Not too long ago, Instagram likes were the order of the day. Today’s parents have something else to deal with when it comes to privacy and their family: Snapchat streaks. If you’re clueless about what this means, don’t feel bad! Teens seem particularly addicted to keeping their Snap streaks alive; a months-long streak is a key bragging right in their arsenal. You begin a “streak” when you send a direct snap to each other for multiple days without missing a day. Snapchat is definitely on the streak bandwagon. With streaks lasting longer than 100 days, Snapchat rewards you and your streak partner with special emojis.
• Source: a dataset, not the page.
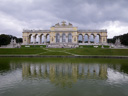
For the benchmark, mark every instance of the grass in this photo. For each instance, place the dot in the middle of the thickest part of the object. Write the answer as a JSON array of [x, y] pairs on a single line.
[[84, 50]]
For kids and teens, streaks are a way of proving your commitment to a friendship. If you’ve kept the streak alive for several months, then you’re reluctant to lose it — or you risk losing touch with someone who has become important to you. Predictably, this can lead to problems: When your children will do anything to keep a streak alive, their concerns about their own emotional health and digital security lose out.

Keeping Streaks Alive

There’s no “do over” for a broken streak — it’s simply broken — which leads some people to hand their password out to friends to keep their streaks alive if the kid will not have access to their phone. Whether that’s due to losing their phone as a punishment from parents or due to a trip outside the country, the result is the same: someone else has access to your name and personal information and is being given express permission to impersonate you on Snapchat. Children don’t really think about it in this way, but that’s a great deal of power that you’re handing over to someone. The current longest Snap streak is over 1,200 days, or a blistering 171 weeks.

This level of friendship is clearly something that requires a commitment on both sides, but whether that level is healthy or the catalyst for a dangerous compulsion is an open question. Most parents want their children to focus on streaks like the number of consecutive days they turn in their homework on time or the number of meals in a row at which they eat vegetables. Commitments require thought and energy; committing to a Snapchat streak is, at best, banal entertainment that provides yet another reason for your children to stare at their phones. At worst, who knows?

Snapchat is not the only social media app looking for gimmicky ways to drive engagement. Instagram and Facebook live stories are real-time ways to add video and audio excitement. Indeed, the constantly-scrolling list of conversations is difficult for people of all ages to put down. Unfortunately, it’s becoming increasingly difficult to shield your children from unsavory influencers on various social media platforms. The best option is always to maintain the lines of communication — and encourage children and teens to limit the amount of screen time every day.